If an individual retires before reaching the statutory retirement age of 67, his or her pension will be reduced by 0.3% per month (or 3.6% annually).
Employment contracts usually require employees to retire at the statutory pension age of 67. If an employment contract continues beyond the statutory retirement age, the contract is deemed to be permanent. However, the employee and employer can agree to a fixed-term contract beyond the retirement age.
Those employees who choose to work beyond the statutory retirement age will continue to make social security contributions instead of receiving a pension, thus acquiring further pension rights that lead to an increase in the pension payments that they receive when they retire.
Employees who are seriously ill, chronically sick or disabled, who due to an accident are no longer able to work, or who are able only to work part-time, can apply for a pension due to their reduced earning capacity. These employees can request full or partial pension payments.
Semi-retirement exists to allow employees from the age of 55 a smooth transition from working life into retirement. Semi-retirement is supported by the Bundesagentur für Arbeit (The Federal Labour Agency) under strict conditions. If an employee semi-retires, he or she and the employer agree to halve the employee's weekly working hours. Models for semi-retirement are part-time employment, work and leave of absence in alternating days, working weeks or months as well as the so-called "block model", where employees initially continue to work full-time accepting cuts in their salaries and use their reduced working hours en bloc at the end of their working life with the appropriate pay. The Federal Labour Agency grants benefits to the employer if a job created by semi-retirement is reassigned.
An employee's decision to draw on an old-age pension is not a lawful reason for dismissal.
On the termination of an employment contract, the employee is entitled to receive a basic reference from the employer, detailing the nature and duration of the employment. On the employee's request, the employer must include additional information about the employee's accomplishments and conduct during the employment relationship. If there are legitimate reasons, the employee may demand an "interim" reference while still in employment. Such reasons include a change in the area of work, a change of supervisor, an expected transfer of the business, or the employee's wish to apply for another job.
The reference cannot be provided in electronic form. It must give the date of the end of the contract and must be hand-signed by the employer. The wording must be "benevolent" towards the employee and may not hinder the employee's further advancement without good cause.

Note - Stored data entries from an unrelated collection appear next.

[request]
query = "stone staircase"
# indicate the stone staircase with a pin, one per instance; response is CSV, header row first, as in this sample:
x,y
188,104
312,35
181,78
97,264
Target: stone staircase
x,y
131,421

Post-termination confidentiality clauses
Employers are permitted to agree on post-termination confidentiality clauses to protect business secrets, but the effectiveness of these clauses must be reviewed in light of the Trade Secrets Act, which came into force in April 2019. For a confidentiality clause to be effective, an employer must take reasonable steps to maintain the secrecy of its trade secrets. Employers must identify the most relevant and/or important confidential information that could be disclosed during the employment relationship and specifically mention them in a confidentiality clause. Any general clauses that refer to "all confidential information" will likely be considered void.
Notice periods are governed by s.622 of the Civil Code and dismissal by the Protection against Unfair Dismissal Act (Kündigungsschutzgesetz). Employees' rights to a reference are governed by s.630 of the Civil Code and s.109 of the Trade, Commerce, and Industry Code (Gewerbeordnung). Works council rights in this area are dealt with by the Works Constitution Act. Statutory pension insurance is governed by book VI of the Social Security Code.
For information on German statutory pension insurance see Deutsche Rentenversicherung for the English translation.